Nosotros somos nuestra historia también. Cada etapa de ella se concatena con la que sigue e incluso, es un antecedente importante que de algún modo la posibilita. Y Dios junto a nosotros, siempre está en ella. Reconocerlo y ver su presencia en nuestras vidas nos hace bien.
Pablo era un religioso israelita convencido que todavía no había conocido a Jesucristo pero que en su rígida comprensión de la fe no había espacio para la llegada del Mesías; ahora, en cambio, con toda su honestidad y esa fuerte personalidad, después de una conversión extraordinaria, habiéndose topado en el camino de su vida de un modo misterioso y eficaz con el Resucitado, daba testimonio del Señor Jesús, muerto y resucitado para salvarnos.
En la Carta de San Juan recogemos una vez más la invitación al amor concreto; lejos de declamaciones románticas y abstractas, el Señor nos invita a amar concretamente a nuestros hermanos. Éste es el signo de la fe cristiana derramada sobre el mundo; no puede quedarse en los discursos que enseguida sean traicionados con facilidad: nuestra fidelidad al amor de Cristo es permanecer en Él.
No se trata de un amor pasajero, meramente humano, sino, sobre todo, fundado en Jesucristo. Así lo dice la Carta al enunciar el mandamiento del amor: Creamos en Cristo y amémonos unos a otros, como Él nos amó. Nuestra fe en Él nos lleva a amar según la medida de su propia entrega por nosotros, “como Él nos amó”.
En el Evangelio, la figura de la vid nos explica con mucha familiaridad nuestra relación con Cristo que es quien nos liga a la vida de un modo pleno y duradero. Para nuestro paisaje cuyano, esta imagen tiene mucha potencia y nos ayuda a ver con claridad su sentido más hondo: Dios es un Dios de vida. Una vez más escuchamos un “yo soy” de Jesús, que catequísticamente nos permite entrar en la comprensión de su misión entre nosotros.
Entre mis recuerdos más preciados está el de la parra de mi casa paterna. Su presencia acompañó mi niñez y mi adolescencia de un modo único. Sobre todo, la bendición de sus hojas tupidas en el verano, que aseguraba el frescor del atardecer. A su modo fue mi cielo de niño y asistió mis tardes de lector adolescente con su sombra.
Jesús es la parra, la vida. Alienta nuestra vida. Ese tronco firme y lleno de nutriente asegura que nosotros, nacidos de él, busquemos hacernos nuestro propio lugar en el mundo, llevando vida a las hojas y a los frutos de nuestras existencias. Nosotros somos esos sarmientos verdes que se disparan de la vid y se hunden y cruzan con otros de su mismo porte y extensión, para establecer el conjunto de una presencia que se sostiene en la fuerza de su nutriente principal. El secreto está en permanecer. Paradójicamente el sarmiento se extiende y ramifica largamente permaneciendo unido a la vid y nunca sin ella, lejos o fuera de ella. La relación con Cristo es para nosotros vital. Estar unidos fuertemente a Él es la garantía de nuestra propia existencia para dar fruto y ser generosos con él.

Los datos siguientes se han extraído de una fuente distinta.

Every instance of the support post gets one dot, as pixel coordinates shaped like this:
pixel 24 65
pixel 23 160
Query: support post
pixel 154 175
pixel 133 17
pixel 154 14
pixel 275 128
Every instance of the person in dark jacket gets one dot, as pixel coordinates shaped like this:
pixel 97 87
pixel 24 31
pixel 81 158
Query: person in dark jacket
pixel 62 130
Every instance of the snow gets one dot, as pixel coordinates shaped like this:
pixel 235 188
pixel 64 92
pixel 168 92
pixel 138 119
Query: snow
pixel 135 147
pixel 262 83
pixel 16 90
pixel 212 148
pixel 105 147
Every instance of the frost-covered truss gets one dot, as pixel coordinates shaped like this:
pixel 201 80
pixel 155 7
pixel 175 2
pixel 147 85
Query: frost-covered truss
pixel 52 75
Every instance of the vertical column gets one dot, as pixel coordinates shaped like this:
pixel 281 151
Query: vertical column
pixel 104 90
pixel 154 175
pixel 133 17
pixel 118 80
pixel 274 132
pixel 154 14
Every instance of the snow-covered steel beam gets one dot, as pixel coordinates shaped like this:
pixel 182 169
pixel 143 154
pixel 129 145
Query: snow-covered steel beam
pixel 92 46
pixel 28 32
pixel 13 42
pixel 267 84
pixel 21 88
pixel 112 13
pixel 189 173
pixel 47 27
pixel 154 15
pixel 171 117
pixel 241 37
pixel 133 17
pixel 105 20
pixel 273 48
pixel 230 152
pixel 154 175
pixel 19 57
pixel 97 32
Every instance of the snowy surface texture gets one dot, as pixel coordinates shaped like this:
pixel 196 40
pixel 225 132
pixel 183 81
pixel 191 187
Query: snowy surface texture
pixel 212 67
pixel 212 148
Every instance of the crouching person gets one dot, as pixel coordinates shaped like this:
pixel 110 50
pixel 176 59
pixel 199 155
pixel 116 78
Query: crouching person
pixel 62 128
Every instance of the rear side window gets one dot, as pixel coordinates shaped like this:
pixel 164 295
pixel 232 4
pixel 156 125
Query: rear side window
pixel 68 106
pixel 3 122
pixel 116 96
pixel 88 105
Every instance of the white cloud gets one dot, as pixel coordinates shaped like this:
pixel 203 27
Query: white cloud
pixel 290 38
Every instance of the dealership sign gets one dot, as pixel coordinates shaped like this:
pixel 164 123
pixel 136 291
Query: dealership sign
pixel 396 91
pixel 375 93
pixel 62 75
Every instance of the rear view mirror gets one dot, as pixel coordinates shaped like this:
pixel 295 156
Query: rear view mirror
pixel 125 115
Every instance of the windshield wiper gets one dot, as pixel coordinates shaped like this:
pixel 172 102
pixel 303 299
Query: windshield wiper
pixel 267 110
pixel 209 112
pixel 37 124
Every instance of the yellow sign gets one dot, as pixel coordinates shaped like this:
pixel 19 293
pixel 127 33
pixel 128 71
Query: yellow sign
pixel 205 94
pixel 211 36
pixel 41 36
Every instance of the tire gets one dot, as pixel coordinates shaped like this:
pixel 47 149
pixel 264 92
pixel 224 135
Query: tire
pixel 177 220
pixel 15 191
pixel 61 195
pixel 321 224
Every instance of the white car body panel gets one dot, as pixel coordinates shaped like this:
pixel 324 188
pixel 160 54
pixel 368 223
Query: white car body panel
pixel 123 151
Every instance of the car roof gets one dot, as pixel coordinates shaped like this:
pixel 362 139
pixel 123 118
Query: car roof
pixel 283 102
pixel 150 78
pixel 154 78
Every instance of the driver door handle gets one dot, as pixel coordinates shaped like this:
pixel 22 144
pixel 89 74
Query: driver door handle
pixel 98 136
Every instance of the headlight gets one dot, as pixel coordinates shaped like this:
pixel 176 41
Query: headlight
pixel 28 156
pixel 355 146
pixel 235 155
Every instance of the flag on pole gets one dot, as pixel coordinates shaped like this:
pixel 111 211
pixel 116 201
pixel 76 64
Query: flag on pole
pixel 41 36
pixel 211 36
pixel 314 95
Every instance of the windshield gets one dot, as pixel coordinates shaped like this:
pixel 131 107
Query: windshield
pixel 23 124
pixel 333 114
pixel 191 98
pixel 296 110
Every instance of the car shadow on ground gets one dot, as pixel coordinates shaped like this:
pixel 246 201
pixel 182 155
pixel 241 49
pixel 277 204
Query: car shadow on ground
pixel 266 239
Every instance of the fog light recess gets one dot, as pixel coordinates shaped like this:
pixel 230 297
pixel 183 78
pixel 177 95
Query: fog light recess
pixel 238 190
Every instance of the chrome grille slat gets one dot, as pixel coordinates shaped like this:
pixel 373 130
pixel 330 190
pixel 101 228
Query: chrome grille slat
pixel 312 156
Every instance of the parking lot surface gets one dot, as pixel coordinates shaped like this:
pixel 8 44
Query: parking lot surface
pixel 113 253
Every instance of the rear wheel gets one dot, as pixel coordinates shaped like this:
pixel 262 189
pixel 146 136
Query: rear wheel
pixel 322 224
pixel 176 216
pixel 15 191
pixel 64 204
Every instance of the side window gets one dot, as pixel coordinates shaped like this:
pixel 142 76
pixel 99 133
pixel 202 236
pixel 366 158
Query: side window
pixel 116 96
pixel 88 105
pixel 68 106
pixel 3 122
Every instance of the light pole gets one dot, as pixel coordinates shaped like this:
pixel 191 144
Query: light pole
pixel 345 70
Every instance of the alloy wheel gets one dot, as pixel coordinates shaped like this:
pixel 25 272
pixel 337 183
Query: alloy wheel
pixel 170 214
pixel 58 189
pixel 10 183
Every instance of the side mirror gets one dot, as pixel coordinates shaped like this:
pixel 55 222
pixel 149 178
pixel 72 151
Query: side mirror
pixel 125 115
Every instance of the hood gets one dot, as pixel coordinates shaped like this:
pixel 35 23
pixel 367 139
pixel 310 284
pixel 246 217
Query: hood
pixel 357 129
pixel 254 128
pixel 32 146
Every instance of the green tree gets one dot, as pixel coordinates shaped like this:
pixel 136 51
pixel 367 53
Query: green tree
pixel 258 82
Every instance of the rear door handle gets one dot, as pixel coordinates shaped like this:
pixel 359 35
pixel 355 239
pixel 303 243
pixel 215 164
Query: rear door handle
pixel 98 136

¡Qué hermosas lecturas este domingo! Como Pablo, tocado por el encuentro con Jesucristo al punto de hacerse su testigo y servidor entre los hombres, estamos llamados a creer en Cristo para amar según la medida de ese amor suyo, entregado al precio de la Cruz. Sólo unidos a Él y a su amor, tendremos vida verdadera y daremos mucho fruto.